Al met al was de affaire-Menten een tamelijk op zichzelf staande kwestie geweest, die wel goed in te passen is in de tijdsomstandigheden en daardoor beïnvloed werd, zo ook in haar verloop begrijpelijk wordt en zich verder kenmerkt door opmerkelijke incidenten. Het door de Commissie verrichte onderzoek helderde niet alleen een aantal aspecten rond de affaire-Menten op, ook werd een verduidelijkend licht geworpen op bepaalde aspecten van de Nederlandse geschiedenis na 1945.

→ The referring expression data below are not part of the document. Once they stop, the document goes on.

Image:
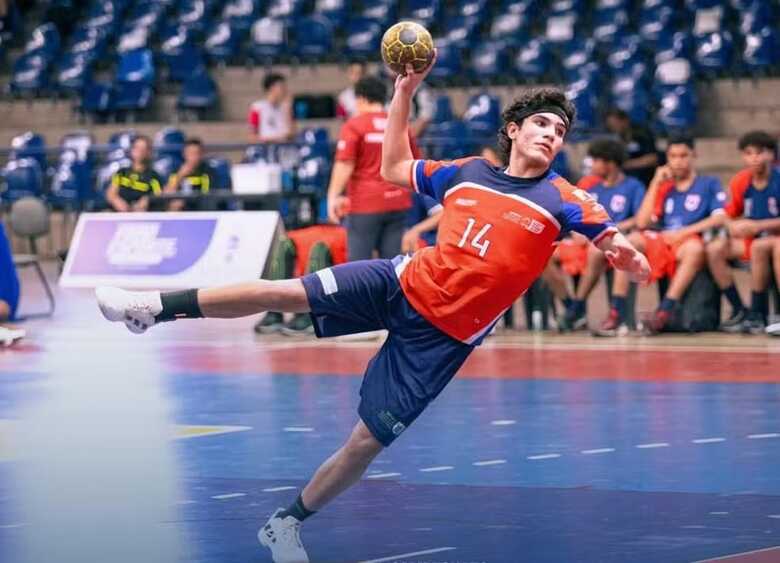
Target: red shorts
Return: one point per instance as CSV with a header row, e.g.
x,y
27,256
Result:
x,y
334,237
661,255
573,255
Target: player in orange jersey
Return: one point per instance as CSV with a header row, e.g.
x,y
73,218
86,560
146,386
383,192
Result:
x,y
498,230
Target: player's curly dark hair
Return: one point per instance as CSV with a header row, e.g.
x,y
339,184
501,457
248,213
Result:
x,y
759,139
608,149
529,100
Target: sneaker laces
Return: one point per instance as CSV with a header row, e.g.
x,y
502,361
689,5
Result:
x,y
291,532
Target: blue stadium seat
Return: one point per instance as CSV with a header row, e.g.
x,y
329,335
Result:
x,y
449,61
29,145
268,40
713,53
241,14
169,141
221,168
424,11
198,94
631,95
382,12
363,38
535,61
97,99
443,109
29,75
677,109
448,140
609,24
284,8
575,54
483,115
462,31
761,52
335,11
23,178
223,44
314,38
489,62
512,28
167,165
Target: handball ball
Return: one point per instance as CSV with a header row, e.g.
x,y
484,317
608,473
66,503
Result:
x,y
407,43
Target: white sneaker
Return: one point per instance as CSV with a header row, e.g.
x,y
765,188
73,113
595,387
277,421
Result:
x,y
136,309
10,335
283,537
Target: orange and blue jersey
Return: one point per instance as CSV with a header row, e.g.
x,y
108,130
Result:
x,y
674,209
750,202
496,235
622,200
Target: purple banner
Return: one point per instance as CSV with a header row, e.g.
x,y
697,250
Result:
x,y
142,248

Geschiedenis van het archiefbeheer
In de periode na de overdracht werd op het Ministerie van Justitie begonnen met het aanbrengen van wijzigingen in dit bestand. Wat is er gebeurd:
Een aantal dossiers zijn teruggebracht in de archieven van waaruit ze gelicht waren.
Dit is bijvoorbeeld het geval bij dossier 1.1 (het betreft de politiezuiveringsdossiers van C.J. Butterman en J.C. Baars). Beide dossiers vinden we op dit moment terug in de inventaris van de politiezuivering.

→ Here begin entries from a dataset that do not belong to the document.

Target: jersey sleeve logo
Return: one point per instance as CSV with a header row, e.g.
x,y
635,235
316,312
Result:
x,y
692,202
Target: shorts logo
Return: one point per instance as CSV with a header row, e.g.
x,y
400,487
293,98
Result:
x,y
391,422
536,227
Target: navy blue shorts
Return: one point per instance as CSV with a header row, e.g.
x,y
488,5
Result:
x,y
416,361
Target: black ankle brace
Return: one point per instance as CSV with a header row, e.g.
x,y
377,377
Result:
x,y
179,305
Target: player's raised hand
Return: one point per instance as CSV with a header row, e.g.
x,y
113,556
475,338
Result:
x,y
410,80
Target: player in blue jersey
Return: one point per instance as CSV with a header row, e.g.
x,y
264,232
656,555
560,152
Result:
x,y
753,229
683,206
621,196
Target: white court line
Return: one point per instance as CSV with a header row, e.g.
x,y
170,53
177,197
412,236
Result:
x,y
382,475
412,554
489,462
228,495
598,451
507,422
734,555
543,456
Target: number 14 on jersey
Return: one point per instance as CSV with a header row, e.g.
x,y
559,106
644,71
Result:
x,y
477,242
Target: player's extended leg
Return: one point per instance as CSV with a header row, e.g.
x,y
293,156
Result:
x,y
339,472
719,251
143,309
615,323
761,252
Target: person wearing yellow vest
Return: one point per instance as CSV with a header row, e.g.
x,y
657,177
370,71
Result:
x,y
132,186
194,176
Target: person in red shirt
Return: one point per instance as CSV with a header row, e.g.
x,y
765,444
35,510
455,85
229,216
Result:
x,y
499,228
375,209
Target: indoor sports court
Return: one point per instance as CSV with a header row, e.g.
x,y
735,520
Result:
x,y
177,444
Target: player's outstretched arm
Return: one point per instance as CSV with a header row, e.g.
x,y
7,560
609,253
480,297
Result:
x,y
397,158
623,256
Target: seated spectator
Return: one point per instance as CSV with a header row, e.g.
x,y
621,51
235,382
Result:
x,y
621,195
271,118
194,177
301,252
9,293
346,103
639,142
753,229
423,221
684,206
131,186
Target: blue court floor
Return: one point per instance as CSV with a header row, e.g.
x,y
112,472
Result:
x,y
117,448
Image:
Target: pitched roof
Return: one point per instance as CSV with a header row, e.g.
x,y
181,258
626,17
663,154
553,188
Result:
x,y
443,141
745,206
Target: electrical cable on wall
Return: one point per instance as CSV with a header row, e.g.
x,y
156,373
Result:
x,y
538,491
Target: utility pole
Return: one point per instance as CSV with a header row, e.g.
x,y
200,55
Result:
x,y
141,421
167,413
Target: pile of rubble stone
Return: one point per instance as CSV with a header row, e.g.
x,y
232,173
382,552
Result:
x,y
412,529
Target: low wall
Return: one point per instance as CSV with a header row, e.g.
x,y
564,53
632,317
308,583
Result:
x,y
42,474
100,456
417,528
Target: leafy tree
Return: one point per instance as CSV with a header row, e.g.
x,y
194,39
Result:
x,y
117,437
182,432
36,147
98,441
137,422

Ook de CABR-dossiers zijn teruggebracht naar het CABR (Bijv. dossier 30.7.1 = Dossier PRAC Amsterdam nr. 81935 en dossier 30.7.2 = Dossier PRAC Amsterdam nr. 86183). Beide dossiers vinden we op dit moment terug in de inventaris CABR.
Het eerste deel van het bestand Depot 170A werd opnieuw ingedeeld. De beschrijvingen van de dossiers werden bijeengebracht in een afzonderlijke database. De dossiers zelf kregen een nieuwe nummering en werden geborgen in nieuwe archiefdozen.
Om onbekende redenen heeft men het laatste deel van Depot 170A niet herordend. Deze dossiers waren ten tijde van de bewerking door de CAS nog geordend volgens de oorspronkelijke nummering en waren geborgen in de oude archiefdozen.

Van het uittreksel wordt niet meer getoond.